Álamos Barros held multiple cabinet positions. He served as Minister of Development from 20 August to 2 September 1931 during the vice presidency of Manuel Trucco Franzani. He later served as Minister of Development from 12 September 1936 to 29 March 1937 under President Arturo Alessandri Palma.

In subsequent years, he was appointed Minister of Foreign Affairs and Commerce from 26 March to 10 June 1941. Under President Juan Antonio Ríos, he served as Minister of the Interior between 22 May and 24 September 1945. He later served as Minister of Finance from 14 August to 6 September 1946 during the vice presidency of Alfredo Duhalde Vásquez.

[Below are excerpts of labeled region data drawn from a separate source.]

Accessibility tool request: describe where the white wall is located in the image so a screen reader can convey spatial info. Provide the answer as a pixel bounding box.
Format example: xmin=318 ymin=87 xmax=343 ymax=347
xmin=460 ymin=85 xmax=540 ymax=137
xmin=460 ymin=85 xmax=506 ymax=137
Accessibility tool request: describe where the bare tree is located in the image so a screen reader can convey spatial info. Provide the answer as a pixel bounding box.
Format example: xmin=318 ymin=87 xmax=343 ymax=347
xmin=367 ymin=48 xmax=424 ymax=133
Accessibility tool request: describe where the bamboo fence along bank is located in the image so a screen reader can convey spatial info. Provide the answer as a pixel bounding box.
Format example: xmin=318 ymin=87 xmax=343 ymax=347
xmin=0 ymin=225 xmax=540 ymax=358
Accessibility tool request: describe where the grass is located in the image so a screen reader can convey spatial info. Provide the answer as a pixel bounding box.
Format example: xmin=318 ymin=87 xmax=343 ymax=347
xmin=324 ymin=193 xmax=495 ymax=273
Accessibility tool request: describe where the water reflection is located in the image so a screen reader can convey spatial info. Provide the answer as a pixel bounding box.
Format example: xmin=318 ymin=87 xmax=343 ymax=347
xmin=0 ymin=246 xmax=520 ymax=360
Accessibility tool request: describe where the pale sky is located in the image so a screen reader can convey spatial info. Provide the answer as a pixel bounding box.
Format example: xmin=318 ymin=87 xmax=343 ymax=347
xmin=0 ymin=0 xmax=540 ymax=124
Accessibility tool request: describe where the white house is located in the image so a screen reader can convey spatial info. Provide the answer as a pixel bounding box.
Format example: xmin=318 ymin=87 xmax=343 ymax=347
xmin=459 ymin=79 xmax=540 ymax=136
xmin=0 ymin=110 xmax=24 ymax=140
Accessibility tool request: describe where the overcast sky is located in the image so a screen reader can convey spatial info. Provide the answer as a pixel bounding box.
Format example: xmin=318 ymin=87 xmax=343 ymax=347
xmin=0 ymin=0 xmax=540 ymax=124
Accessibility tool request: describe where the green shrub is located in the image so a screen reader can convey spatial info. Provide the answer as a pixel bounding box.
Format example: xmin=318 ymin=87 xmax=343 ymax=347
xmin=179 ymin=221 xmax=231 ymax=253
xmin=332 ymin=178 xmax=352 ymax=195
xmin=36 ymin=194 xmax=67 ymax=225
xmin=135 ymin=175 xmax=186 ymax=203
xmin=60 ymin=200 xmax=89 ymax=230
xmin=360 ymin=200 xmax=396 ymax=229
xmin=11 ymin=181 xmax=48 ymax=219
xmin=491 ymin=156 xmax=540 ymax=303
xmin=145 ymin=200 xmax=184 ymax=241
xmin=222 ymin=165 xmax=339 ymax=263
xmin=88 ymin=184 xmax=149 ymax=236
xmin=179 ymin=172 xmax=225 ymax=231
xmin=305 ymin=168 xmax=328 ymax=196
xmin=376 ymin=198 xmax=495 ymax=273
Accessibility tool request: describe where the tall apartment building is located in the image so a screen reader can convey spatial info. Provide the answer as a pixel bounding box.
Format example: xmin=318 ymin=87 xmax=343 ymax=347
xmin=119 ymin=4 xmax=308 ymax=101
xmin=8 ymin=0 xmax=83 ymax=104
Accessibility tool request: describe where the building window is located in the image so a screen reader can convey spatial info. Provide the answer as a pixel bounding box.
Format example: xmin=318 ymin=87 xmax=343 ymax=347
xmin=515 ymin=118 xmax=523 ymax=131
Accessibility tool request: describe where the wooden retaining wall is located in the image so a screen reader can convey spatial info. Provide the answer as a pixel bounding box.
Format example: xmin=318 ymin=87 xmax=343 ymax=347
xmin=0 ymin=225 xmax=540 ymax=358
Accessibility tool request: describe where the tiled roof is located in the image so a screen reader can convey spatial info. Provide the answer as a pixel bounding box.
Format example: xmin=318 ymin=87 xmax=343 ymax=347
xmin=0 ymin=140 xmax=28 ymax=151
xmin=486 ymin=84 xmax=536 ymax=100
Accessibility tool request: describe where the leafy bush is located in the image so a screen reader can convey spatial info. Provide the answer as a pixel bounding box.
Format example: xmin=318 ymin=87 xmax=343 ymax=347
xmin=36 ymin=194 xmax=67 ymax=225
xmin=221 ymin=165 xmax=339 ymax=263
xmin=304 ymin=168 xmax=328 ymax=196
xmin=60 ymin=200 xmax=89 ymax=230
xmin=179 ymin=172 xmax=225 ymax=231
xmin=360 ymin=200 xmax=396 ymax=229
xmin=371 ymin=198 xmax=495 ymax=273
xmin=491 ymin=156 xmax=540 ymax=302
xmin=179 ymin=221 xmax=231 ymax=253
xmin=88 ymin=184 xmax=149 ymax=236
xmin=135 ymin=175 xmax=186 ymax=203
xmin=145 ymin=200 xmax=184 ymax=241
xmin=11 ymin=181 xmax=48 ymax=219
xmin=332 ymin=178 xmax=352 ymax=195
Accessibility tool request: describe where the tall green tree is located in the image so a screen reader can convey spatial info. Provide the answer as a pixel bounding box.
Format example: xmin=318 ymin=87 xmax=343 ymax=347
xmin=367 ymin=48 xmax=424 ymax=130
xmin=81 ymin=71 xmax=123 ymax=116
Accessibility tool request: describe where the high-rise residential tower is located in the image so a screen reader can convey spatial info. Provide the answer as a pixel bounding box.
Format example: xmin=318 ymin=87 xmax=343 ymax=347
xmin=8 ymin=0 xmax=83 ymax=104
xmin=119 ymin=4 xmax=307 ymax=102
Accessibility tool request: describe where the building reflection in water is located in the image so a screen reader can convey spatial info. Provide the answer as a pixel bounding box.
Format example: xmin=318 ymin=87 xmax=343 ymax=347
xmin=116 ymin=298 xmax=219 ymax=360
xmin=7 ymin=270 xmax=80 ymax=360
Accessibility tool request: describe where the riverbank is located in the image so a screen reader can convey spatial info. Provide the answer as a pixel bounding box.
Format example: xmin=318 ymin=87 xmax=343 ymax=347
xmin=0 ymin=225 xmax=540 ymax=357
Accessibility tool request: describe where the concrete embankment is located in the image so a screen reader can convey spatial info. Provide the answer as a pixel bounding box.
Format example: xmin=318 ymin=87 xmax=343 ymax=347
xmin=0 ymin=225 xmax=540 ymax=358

Beyond his ministerial roles, he acted as ambassador to the transmission of presidential command in Mexico in 1940, served as adviser to the Central Bank of Chile, and represented the Bank in the Corporation for Aid and Reconstruction. He was vice president of the Chilean Nitrate and Iodine Sales Corporation and a member of the Foreign Trade Council.

He was owner and director of the newspaper El Día of Chillán and collaborated with various newspapers and journals on economic, political and legal matters. He also served as legal counsel and prosecutor for the Armed Forces Retirement Fund.